Failed?!” I hissed. My face grew hot as the seething anger inside me started to boil over. “I failed as a princess?! I saved Equestria, and I ushered in a new era! I—”

“Equestria is dead, no?” Luna asked, cutting me off.

I closed my mouth and clenched my jaw. The seething in me evaporated, leaving behind nothing but shame.

“And what happened?” she pressed.

I turned around, facing my back to her. Even with their cosmic eyes closed off to me, I could still feel their gaze on my back. “It was as if the Mare on the Moon had released Tartarus with her. Everything just…fell apart shortly after her. Discord returned. I vanquished him, but things were never quite the same.”

One-by-one, I recounted the events—tallying my ‘failures’—since I had seized the throne: the changeling invasion and occupation of Canterlot, the return of the Crystal Empire and resurrection of King Sombra.

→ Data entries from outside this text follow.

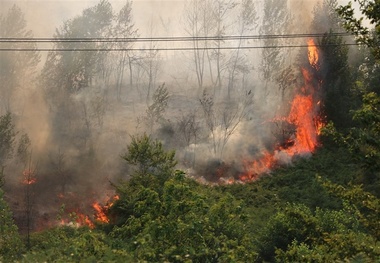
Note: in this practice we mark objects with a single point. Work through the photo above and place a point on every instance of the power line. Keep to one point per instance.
(165, 39)
(163, 49)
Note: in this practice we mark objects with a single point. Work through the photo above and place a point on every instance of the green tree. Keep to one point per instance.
(7, 138)
(11, 245)
(298, 234)
(336, 82)
(183, 224)
(153, 164)
(370, 11)
(17, 68)
(67, 73)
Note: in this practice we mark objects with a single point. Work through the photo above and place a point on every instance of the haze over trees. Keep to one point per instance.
(112, 150)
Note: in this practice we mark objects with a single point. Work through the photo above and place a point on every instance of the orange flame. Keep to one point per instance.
(100, 215)
(304, 115)
(312, 53)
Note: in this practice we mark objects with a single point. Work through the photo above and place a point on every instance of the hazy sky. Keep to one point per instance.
(44, 16)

Vines born of chaos overtaking Ponyville, Tirek, war, rebellion—Equestria wasn’t pretty anymore. It wasn’t peaceful.

I felt like I was breaking down into madness. So much had happen in these years, and spilling everything that made my heartache felt fantastic. I wept as I spoke about the invasion of the possessed Crystal Empire at the same time as my advisors and guards were slowly turning against me in favor of somepony lesser.

And as I talked, I began to realize: I did fail. I failed my teacher. I failed my subjects. I failed myself.

I detailed everything I could, up to the last thing I could remember: the storming of Canterlot Castle. A battalion of cloudy crystal ponies battered the gate like the drums of war.

And the next thing I knew, I was in a field of grass, smelling sea salt and looking out at an endless sea.

When I finished, tears continued to stream. Behind me I heard the clop of hooves against the stone floor, and then I felt somepony drape their neck over mine, wrapping a hoof around my neck. Celestia shushed my whimpers and sniffles, petting where my mane grazed my neck.

For the first time in years, my soul felt at peace. Like a hefty weight had been lifted off my shoulders. It felt good to cry, to break down and let everything out—the stress, the heartache, the loneliness. I forgot how good it felt, being held, especially by the closest thing to a mother I had.

“I’m so sorry I failed, Princess!” I sobbed. Celestia immediately shushed me.

“There’s no need to apologize, Sunset. You did your best.”

Phantom voices thundered in my ears. They were chattering and distant, and assuredly came from no direction other than my own head. Something heavy began pounding in my chest.

“Princess, what—”

“Shh…it’s okay, Sunset. You weren’t meant to stay here anyway.”

The pounding harshened, and the voices became sharper. They sounded worried, as scared as I was. A sensation of lightness came over me, as if I was disappearing into nothing.

“Princess—”

“Remember what we talked about, Sunset. And please just make some friends.

Lightness into nothingness. The pounding in my chest settled into a steady rhythm, and the buzz of voices became recognizable. One of them was my guard captain. One of them was royal physician. One of them was her apprentice.

They were calling for me. “Return to us,” they cried. “Come back, Sunset,” they begged. Somehow I sobbed harder hearing them.

There in Celestia’s hooves I vanished, fading into nothing, crying and wishing to remain for only a few seconds more. In the dawn of consciousness, sensations returned to my body in waves: the pounding heart, two heaving lungs, the sterile bitterness of medicine, and a breathing tube invading my throat.

My eyes flew open. I shook. The breathing tube felt as though it was on the verge of choking me, and my body fought against it. My eyes glared at the hospital lights, unblinking. They were dim compared to Celestia’s vicious stare.

Shadows rushed over to me. Lots of voices, speaking too quick for my ears to comprehend their words, buzzed about me. A light flashed into my eyes one at a time. One muttered something to another, and the tube was being pulled from my throat. I gasped, sucking in the sweet, cold air. A true sign of life.

It was a miracle. But it didn’t feel like one.